Outrage greeted U.S. President Donald Trump's decision to deport Iraqi Christians back home even as he promised to protect them from widespread persecution in the Middle East.
CNN reported that around 30 to 40 Iraqi Christians staying in the country were rounded up by the Immigration and Customs Enforcement (ICE) over the weekend. Majority of those arrested were from Michigan, which has one of the country's largest Middle Eastern population.
According to ICE, the crackdown is part of the agency's campaign to intensify the process of cleaning its backlog of cases involving illegal immigrants with previous convictions for different crimes such as robbery, sex assault, homicide and drug trafficking among others.

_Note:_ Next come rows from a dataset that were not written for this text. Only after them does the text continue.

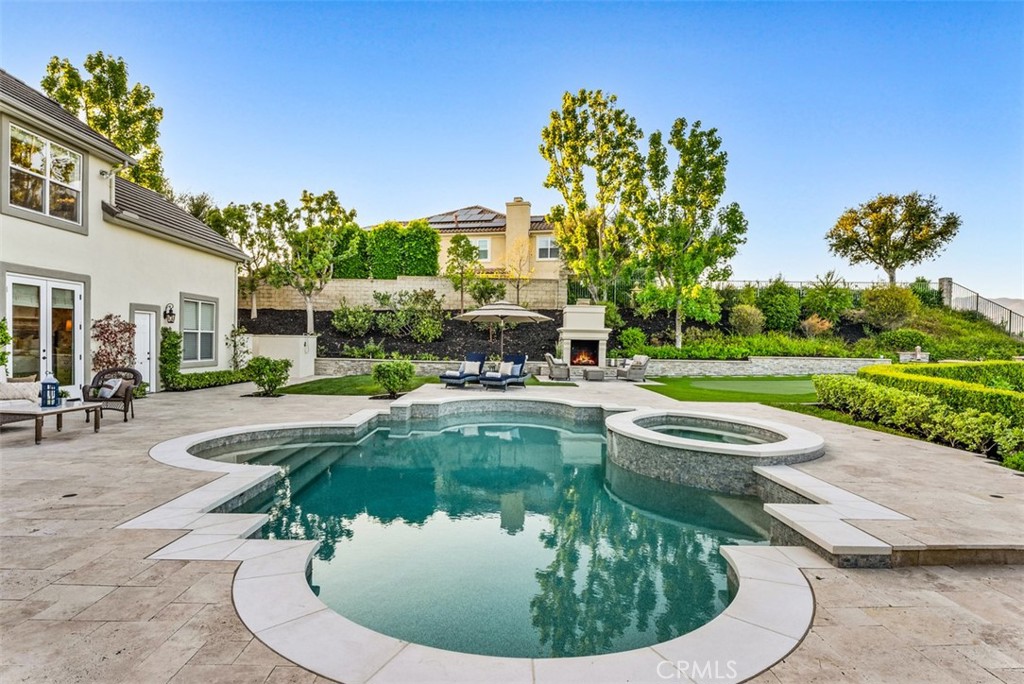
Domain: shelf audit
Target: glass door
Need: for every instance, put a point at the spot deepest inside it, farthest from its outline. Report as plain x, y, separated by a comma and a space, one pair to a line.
47, 329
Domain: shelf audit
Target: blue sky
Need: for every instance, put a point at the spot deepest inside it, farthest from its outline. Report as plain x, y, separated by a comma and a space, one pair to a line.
410, 110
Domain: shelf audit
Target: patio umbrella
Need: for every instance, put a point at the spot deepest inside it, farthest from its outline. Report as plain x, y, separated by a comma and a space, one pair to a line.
502, 312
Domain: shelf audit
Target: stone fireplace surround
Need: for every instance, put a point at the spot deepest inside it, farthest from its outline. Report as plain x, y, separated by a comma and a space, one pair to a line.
583, 329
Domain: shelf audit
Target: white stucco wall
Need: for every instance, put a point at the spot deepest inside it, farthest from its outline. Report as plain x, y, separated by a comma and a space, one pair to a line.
124, 266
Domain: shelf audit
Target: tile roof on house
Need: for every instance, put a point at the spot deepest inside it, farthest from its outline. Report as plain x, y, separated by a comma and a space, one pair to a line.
479, 219
154, 213
27, 99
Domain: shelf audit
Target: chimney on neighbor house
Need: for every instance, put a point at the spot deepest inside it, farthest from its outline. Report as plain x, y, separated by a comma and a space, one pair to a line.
517, 224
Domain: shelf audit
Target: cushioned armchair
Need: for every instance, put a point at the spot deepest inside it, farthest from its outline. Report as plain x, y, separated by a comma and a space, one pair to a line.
557, 369
635, 369
113, 389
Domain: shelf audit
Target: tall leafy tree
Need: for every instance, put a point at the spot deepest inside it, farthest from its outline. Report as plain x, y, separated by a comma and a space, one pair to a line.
591, 143
309, 245
893, 231
463, 266
688, 237
121, 112
258, 230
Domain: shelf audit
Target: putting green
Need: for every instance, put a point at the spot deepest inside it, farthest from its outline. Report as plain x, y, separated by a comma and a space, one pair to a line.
774, 386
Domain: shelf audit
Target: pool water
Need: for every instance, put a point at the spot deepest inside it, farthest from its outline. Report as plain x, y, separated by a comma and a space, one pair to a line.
509, 537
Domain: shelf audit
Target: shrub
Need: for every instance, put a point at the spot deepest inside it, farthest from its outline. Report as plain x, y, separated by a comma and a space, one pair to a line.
814, 326
632, 339
747, 319
417, 313
612, 318
903, 339
268, 374
116, 340
927, 295
352, 321
827, 298
780, 304
420, 247
957, 394
384, 251
393, 376
916, 414
350, 256
889, 307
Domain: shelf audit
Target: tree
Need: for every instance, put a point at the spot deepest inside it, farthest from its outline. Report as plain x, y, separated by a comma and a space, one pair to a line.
592, 143
518, 266
687, 237
463, 266
308, 263
199, 205
257, 228
123, 114
893, 231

"Each of these individuals received full and fair immigration proceedings, after which a federal immigration found them ineligible for any form of relief under U.S. law and ordered them removed," ICE stated.
Since news of the detention came out, many have come out to criticize Trump's decision to deport the Iraqi Christian immigrants back in their country where "genocide" towards Christian believers is still reportedly happening.
Demand for Action Executive Director Steve Oshana, who is also a Christian, condemned Trump's action.
"Someone like the president of the United States has to step in, he has promised in the past that he was going to protect our community, but the people that are being sent back now are being sent back as a direct deal between the United States and the Iraqi government to accept these people," he told EWTN.
Lawyer Wisam Naoum took to Facebook to express her outrage towards the multiple arrests.
"This is a deliberate attack on the Chaldean Catholic Assyrian community of Detroit by the Administration," Naoum wrote. "They waited until Sunday when our community would be going to church and gathering with their families and have rounded up to 40-60 community members."
Politico reported that the roundup was a result of Trump's order for a travel ban from Muslim nations. For Iraq to be excluded from the ban list, a deal was allegedly arranged between the two nations that Iraq will accept those nationals U.S. will deport back.
Meanwhile, the Department of Homeland Security maintained its stance that the arrests were done to remove their backlog on cases filed against the immigrants from years back.